In a multi-tenanted SaaS application, there are some busier tenants and some quieter ones. A flat-pricing model is crude and works only if the tenants’ usage averages out at an acceptable level.
But what if you had a service that had much higher costs of running, such as video processing, training AI models or storing large volumes of data? In those cases, usage becomes a more significant part of the cost of operation, and flat pricing doesn’t seem a fair approach at all.
So, how can we make things better in practice for SaaS platform providers? This billing problem is answered through a data-engineering solution, which should be of interest to everyone invested in creating SaaS products.
Flexible billing in the cloud
Our challenge is to support SaaS providers who need to produce a flexible billing solution so that their platform is profitable regardless of scale.
To make a comparison, it’s a bit like trying to run an all-you-can-eat restaurant.
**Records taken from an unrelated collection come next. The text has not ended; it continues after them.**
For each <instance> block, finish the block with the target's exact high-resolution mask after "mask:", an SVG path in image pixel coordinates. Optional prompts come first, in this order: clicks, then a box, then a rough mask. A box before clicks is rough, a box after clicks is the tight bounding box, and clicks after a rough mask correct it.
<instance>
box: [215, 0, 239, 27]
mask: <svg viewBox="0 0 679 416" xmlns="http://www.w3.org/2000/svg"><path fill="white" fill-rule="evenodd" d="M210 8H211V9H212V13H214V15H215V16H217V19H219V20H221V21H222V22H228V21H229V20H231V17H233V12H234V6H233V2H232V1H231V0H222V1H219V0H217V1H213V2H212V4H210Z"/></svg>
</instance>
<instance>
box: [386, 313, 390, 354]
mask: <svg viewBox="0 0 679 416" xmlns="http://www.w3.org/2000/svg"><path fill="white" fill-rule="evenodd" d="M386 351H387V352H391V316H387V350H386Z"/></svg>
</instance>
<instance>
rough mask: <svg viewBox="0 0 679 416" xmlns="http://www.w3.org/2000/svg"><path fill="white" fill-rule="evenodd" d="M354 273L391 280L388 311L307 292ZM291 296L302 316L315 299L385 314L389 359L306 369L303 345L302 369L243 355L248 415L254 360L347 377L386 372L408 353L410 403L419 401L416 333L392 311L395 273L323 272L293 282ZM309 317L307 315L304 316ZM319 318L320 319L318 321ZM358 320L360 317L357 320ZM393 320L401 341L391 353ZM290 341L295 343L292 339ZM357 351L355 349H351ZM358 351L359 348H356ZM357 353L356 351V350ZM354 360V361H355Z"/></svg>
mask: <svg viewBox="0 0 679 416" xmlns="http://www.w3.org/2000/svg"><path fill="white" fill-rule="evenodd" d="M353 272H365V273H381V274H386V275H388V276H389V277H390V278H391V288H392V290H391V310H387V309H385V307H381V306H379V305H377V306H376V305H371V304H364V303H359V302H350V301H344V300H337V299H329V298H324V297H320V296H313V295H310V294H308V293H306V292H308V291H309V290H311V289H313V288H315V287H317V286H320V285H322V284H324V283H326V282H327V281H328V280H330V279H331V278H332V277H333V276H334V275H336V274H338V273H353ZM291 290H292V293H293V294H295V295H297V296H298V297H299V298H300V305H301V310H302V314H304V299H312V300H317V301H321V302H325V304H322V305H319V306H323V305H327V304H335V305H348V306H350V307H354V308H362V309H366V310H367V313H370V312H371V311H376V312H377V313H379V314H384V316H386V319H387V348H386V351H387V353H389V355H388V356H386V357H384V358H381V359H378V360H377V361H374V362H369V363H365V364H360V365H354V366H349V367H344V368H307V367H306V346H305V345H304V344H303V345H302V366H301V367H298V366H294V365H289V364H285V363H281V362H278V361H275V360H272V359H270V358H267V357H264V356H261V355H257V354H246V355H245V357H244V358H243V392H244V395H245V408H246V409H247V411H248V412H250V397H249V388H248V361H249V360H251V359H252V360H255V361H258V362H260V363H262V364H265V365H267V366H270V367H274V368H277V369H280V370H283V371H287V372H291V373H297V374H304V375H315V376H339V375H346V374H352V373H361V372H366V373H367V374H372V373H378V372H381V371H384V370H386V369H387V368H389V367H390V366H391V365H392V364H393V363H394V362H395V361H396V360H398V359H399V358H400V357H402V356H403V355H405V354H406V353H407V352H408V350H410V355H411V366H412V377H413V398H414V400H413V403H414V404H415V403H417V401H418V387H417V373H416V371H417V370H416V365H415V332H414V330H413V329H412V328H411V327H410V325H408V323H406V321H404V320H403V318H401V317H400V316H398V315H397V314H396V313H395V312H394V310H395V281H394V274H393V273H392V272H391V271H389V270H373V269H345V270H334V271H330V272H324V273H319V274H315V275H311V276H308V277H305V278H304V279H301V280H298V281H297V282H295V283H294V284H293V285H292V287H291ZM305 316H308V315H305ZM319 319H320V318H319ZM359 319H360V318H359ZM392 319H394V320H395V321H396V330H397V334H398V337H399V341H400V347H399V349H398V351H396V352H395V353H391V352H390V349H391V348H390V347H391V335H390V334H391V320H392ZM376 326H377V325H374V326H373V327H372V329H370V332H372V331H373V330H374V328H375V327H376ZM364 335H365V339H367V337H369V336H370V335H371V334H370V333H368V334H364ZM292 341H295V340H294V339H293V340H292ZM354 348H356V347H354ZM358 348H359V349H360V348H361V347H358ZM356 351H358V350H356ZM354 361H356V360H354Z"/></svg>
There, anyone who consumes a huge amount is most likely to be dealt with by being banned from the establishment.
This approach isn’t going to work in tech: a customer who doesn’t get the service they’re looking for will be able to find it somewhere else, and all their future revenue will be lost to you.
Treating everyone the same way risks leaving money on the table as people go to more innovative providers whose usage models are tuned to suit their needs. What we really need is a solution that accommodates all users.
So, a well-designed billing system for SaaS applications needs to be set up for the typical user – but should also work to bill heavy users so that all users can be served and be profitable for the platform operator.
Getting the balance right in order to serve all users well is essentially a data problem, where the requirement is to record all the jobs a client requests and to measure the resources required to run each job.
This breaks down as a need for accurate data gathering in the following areas. We’ll make this relatable by comparing it to phone bills on traditional landlines (if you can remember what they were …)
- Metering: recording what has been used and when. This is the equivalent of logging when traditional phone calls start and end.
- Rating: applying tariffs to the usage, to calculate charges, including volume discounts. This is the equivalent of charging evening phone calls cheaper than daytime calls.
- Billing: the cycle of billing and receiving payment. This is the equivalent of generating a monthly phone bill and ensure that the bill has been paid.
This might not sound too challenging...
…but it’s not always straightforward to measure the real costs of providing cloud resources. Getting this input data right is essential to calculating margins so that businesses can understand how their profitability works. As ever, good data is essential for a good outcome.
We need a nuanced approach as an alternative to the crude method of flat-rate SaaS pricing, which is often supported by blunt tiers and clumsy billing tools.
Imagine how SaaS billing could be shaped to provide a much more attractive proposition:
- Dynamic pricing: adjusting prices when the platform is idle. Cloud providers could sell off excess capacity cheap. And for customers who don’t have time-dependent jobs, those jobs could be scheduled to run during a low-use period that’s optimal for the operator.
- Predictive power: integration with other data sets means that it would be possible to forecast billing revenue based on seasonal usage patterns, clients’ usage cycles and even the weather.
- Accuracy and transparency: providers would be able to provide line-by-line itemisation of consumption, giving assurances to users that billing is fair for all.
We’ll go into more detail about how we went about designing such a billing system for one of our clients in a future article.
Inflexible, one-size-fits-all billing isn’t going to work as more and more providers roll out SaaS applications in the cloud. It’s time to get up to speed so that your business can stay relevant and competitive in the world of cloud apps.